Friday, January 07, 2005

       G   AB  H  2B  3B  HR  SO  BB  SB  CS  AVG  OBP  SLG  OPS+  EqA  ZR(RF)

2004 156 612 206 39 2 39 74 52 15 3 337 391 598 154 .322 .871(5)
Car. 156 588 191 36 5 34 75 58 19 10 325 390 589 147 .315 .886
Pro. 144 546 179 33 2 34 68 64 19 8 327 401 585 149
Was Vlad really the MVP of the league last year?

As I see it, there are/were about a dozen players in the running. Let's take a look at them all as measured by several different metrics that are out there.
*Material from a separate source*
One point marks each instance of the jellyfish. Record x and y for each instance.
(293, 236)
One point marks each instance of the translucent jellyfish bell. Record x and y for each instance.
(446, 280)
I like looking at a panoply of different measures because no one of them is perfect or tells us everything.

(Key: What we have here are Clay Davenport's Pitching Runs Above Average or Equivalent Runs Above Average from Baseball Prospectus; Keith Woolner's Value Over Replacement [Position], also from BPro; the player's ERA+ or OPS+ as reported by Baseball Reference; and Lee Sinins' Runs Saved or Runs Created Above Average as from The Hardball Times Baseball Annual.)

For summary statistics, including offense and defense, we have Win Shares as reported by The Hardball Times and Davenport's Wins Above Replacement (Position) 1 from BPro. After Vlad, they are all listed alphabetically.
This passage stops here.